The bill expands individuals' ability to use de-identified or cloaked data and strengthens FTC authority with clearer definitions to enable privacy-preserving uses, but does so at the cost of higher compliance burdens, legal uncertainty, and potential re-identification risks to users.
Individuals and app users can use de-identified or 'cloaked' versions of their data with apps and services without covered entities blocking that use, expanding user control over data.
Clarifies and affirms FTC enforcement authority over blocking or misuse of de-identified data, enabling stronger consumer protections and potential penalties for noncompliance.
Provides statutory definitions for 'de-identified', 'cloaked' data, and 'unique persistent identifiers', giving businesses clearer compliance rules to support privacy-preserving data uses.
Users and consumers face increased risk that 'unique persistent identifiers' and cloaked data could be re-identified if safeguards are insufficient, threatening privacy and safety.

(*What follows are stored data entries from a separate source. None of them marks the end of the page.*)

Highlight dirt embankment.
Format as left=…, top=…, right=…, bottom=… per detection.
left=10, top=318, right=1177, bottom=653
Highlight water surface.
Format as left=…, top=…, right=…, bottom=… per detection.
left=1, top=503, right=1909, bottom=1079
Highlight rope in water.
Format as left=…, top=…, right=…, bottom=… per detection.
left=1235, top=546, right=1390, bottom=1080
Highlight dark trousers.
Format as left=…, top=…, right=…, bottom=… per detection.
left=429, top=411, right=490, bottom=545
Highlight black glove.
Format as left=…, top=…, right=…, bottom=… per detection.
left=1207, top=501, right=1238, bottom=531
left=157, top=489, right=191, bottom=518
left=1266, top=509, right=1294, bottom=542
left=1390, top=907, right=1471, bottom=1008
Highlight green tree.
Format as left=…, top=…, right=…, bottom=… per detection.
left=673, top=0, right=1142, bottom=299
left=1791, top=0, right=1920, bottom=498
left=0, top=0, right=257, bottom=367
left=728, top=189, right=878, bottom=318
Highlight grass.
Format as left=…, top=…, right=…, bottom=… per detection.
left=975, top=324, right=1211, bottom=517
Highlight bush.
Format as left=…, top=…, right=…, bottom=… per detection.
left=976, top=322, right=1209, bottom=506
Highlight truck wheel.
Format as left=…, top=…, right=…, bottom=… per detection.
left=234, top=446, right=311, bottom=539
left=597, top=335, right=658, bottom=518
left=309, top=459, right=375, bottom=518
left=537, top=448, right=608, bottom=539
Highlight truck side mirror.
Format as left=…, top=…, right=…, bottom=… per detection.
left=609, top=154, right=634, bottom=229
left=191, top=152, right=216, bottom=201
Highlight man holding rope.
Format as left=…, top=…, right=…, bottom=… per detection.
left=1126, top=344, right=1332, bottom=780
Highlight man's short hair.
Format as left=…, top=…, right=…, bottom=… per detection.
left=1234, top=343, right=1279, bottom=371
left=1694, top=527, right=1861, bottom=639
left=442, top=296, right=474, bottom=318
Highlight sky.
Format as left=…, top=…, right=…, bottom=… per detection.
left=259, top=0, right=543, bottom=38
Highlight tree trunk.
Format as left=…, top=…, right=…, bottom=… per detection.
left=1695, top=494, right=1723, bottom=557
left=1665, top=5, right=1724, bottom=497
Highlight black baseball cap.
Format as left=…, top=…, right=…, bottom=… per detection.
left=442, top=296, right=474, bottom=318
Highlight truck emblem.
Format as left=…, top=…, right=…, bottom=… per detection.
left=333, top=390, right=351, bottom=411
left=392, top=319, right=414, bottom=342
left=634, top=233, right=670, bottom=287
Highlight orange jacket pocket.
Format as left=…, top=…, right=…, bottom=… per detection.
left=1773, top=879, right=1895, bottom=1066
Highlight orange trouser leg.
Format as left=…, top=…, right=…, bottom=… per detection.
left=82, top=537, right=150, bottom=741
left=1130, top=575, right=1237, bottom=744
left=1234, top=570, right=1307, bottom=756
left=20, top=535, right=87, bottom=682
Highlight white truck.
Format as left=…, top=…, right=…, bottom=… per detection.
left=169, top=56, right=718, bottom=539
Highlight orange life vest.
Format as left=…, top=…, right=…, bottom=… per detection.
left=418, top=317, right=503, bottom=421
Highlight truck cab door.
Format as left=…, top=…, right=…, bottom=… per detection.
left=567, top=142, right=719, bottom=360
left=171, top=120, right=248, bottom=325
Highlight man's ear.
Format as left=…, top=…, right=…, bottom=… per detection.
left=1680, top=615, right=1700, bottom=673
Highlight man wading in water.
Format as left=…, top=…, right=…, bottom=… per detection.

Covered entities (businesses) will likely incur higher compliance costs and may face FTC enforcement actions for misclassifying data or identifiers, increasing operational burden.
Ambiguous terms (e.g., 'reasonably linkable') could create legal uncertainty and spur litigation over what qualifies as de-identification, risking disruptions to services and slower innovation.
Based on analysis of 2 sections of legislative text.
Prevents private data holders from stopping people from using de-identified or cloaked data and empowers the FTC to enforce that rule under its existing authority.
Introduced November 12, 2025 by Lori Trahan · Last progress November 12, 2025
Prohibits private entities that collect or handle personal data from stopping people from using de-identified data or ‘‘cloaked’’ data (unique persistent identifiers that hide personal details while enabling communication). The Federal Trade Commission is given authority to enforce this prohibition using its existing powers under the FTC Act. The bill excludes government entities and a specified nonprofit resource center from the definition of covered entities, and it allows covered entities to continue to impose limits when they act as service providers.